Guest View | City Council got land-use decision right

By Joseph Tovar | Sep 09, 2016
Joseph Tovar

A recent guest editorial in the Beacon argued that the Edmonds City Council should reconsider its recent vote to remove the Council as the appeal body for land use permits. I strongly disagree.

The Edmonds City Council got it right and should stick with its wise decision.

My perspective is informed by three decades of working with many city councils, as well as advising the Association of Washington Cities and the Washington Cities Insurance Authority on best practices in land use decision-making.

I have observed the Edmonds City Council over the past decade, so am quite aware of and encouraged by its progressive thinking on a variety of subjects, including this recent decision regarding quasi-judicial appeals.

Virtually every city in the state now uses hearing examiners to conduct quasi-judicial public hearings. Over the past decade, many city councils have removed themselves as the hearing body for appeals of quasi-judicial decisions.

They have delegated final decision-making authority on quasi-judicial permits to a hearing examiner, meaning that appeals of her/his decision now go to Superior Court rather than the Council.

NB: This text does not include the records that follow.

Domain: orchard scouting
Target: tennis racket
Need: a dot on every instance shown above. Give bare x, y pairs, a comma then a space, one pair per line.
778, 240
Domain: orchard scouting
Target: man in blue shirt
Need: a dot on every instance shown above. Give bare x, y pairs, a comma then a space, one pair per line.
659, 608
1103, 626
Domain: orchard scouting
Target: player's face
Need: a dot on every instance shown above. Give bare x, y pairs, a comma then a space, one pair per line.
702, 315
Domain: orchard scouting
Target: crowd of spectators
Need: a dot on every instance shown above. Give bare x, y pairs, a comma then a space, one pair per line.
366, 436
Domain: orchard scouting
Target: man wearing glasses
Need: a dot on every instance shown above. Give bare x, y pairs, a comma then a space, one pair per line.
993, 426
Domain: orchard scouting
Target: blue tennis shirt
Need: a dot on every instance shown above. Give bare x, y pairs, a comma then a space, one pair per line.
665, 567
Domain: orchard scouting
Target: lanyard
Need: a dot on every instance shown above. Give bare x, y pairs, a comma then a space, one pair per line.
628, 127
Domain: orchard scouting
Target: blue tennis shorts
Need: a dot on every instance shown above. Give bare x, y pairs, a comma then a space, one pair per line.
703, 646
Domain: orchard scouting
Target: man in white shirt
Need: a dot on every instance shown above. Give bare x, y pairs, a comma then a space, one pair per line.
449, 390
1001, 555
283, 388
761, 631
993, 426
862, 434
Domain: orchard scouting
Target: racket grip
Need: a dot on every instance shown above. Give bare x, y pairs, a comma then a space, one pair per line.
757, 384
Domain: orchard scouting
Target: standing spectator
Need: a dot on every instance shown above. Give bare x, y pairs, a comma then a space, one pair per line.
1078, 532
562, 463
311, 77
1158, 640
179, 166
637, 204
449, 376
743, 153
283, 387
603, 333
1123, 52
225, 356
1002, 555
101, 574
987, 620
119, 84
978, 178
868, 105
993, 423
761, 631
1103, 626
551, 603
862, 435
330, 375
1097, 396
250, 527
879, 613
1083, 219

Why have many cities taken this step?

It is first important to understand that an appeal of a land use permit is fundamentally different from the legislative processes that are the typical fare for city councils. In their legislative role of adopting plans and codes the council members have wide latitude to factor in personal values and give weight to broad public opinion.

In such legislative matters, they are free to meet individually with constituents to discuss the merits of legislation and to explicitly cite and rely on that public input in making legislative decisions.

However, the appeal of a zoning permit is an entirely different matter – it is a judicial process governed not only by state statute and local code, but the substantive and due process rights enshrined in the federal and state constitutions.

In the judicial process, factoring in popular public opinion or lobbying by constituents is not just irrelevant; it actually erodes fairness and injects significant financial risk to the city.

Risk arises from having people who are not trained as lawyers, much less as judges, attempt to, in effect, practice law.

Any number of common procedural errors can expose the city to a claim of a due process violation and subsequent monetary penalties. One example is allowing people who are not parties to an appeal to speak at the council’s appeal hearing.

Another is allowing additional comments from the parties after the hearing is closed. Still another is offering statements in open session that may be intended to mollify citizen appellants, but instead serve to undermine the fairness and objectivity of the process.

Even the most intelligent, best intentioned and detail oriented people make decisions are made by seven lay people with no background in the law rather than a single legally trained hearing examiner.

All hearing examiners have background in land use law and most are lawyers. Their professional training enables them to avoid procedural or other errors that would undermine the legal sufficiency of the hearing and decision.

As nonelected officials, hearing examiners are insulated from political pressures and are relied upon to render objective and impartial decisions.

That is why the Washington Cities Insurance Authority, the risk managers for many cities in the state, strongly encourages city councils to remove themselves from the quasi- judicial role.

One council member who opposed this reform complained that the Edmonds council has been hearing appeals for years and has “never had a problem.”

Well, as an observer of Edmonds council meetings for over 10 years, I can say that the city has been very lucky. However fortunate they have been in the past, and as careful as they might strive to be in the future, that first mistake could be a fiscally spectacular one.

As a taxpayer, I am not willing to have my council take such needless high-stakes risks.

Another council member argued that the she felt a need to honor the passion that citizens have for land use issues and that the council has a responsibility to “have them help make the decision for us.”

People in Edmonds are rightfully passionate about what a great place this is and I am glad my council members share that passion.

But I sincerely hope the councilwoman misspoke when she said that the council’s role is to have the citizens “help make the decision for us.” That would be confusing the council’s broad legislative role with the narrowly proscribed quasi-judicial role.

No judge would ever say that parties to a quasi-judicial appeal are the ones to make the decision or even “share” making the decision. Nor would a hearing examiner.

The way in which our council members can best serve the community’s passion for Edmonds’ future is to play its legislative role. City Council should continue its important work on planning projects like the critical areas ordinance, the Westgate redevelopment plan and the Highway 99 land use project.

I urge the Council to stand by their wise and progressive decision to leave the quasi-judicial appeal role to others.

Joseph Tovar is an Edmonds resident and land use consultant who advises public and private clients. He holds planning and management degrees from the Universities of Washington, California and Colorado, is an affiliate Associate Professor in the University of Washington College of the Built Environment and writes a Planning Advisor column for the Municipal Research and Services Center.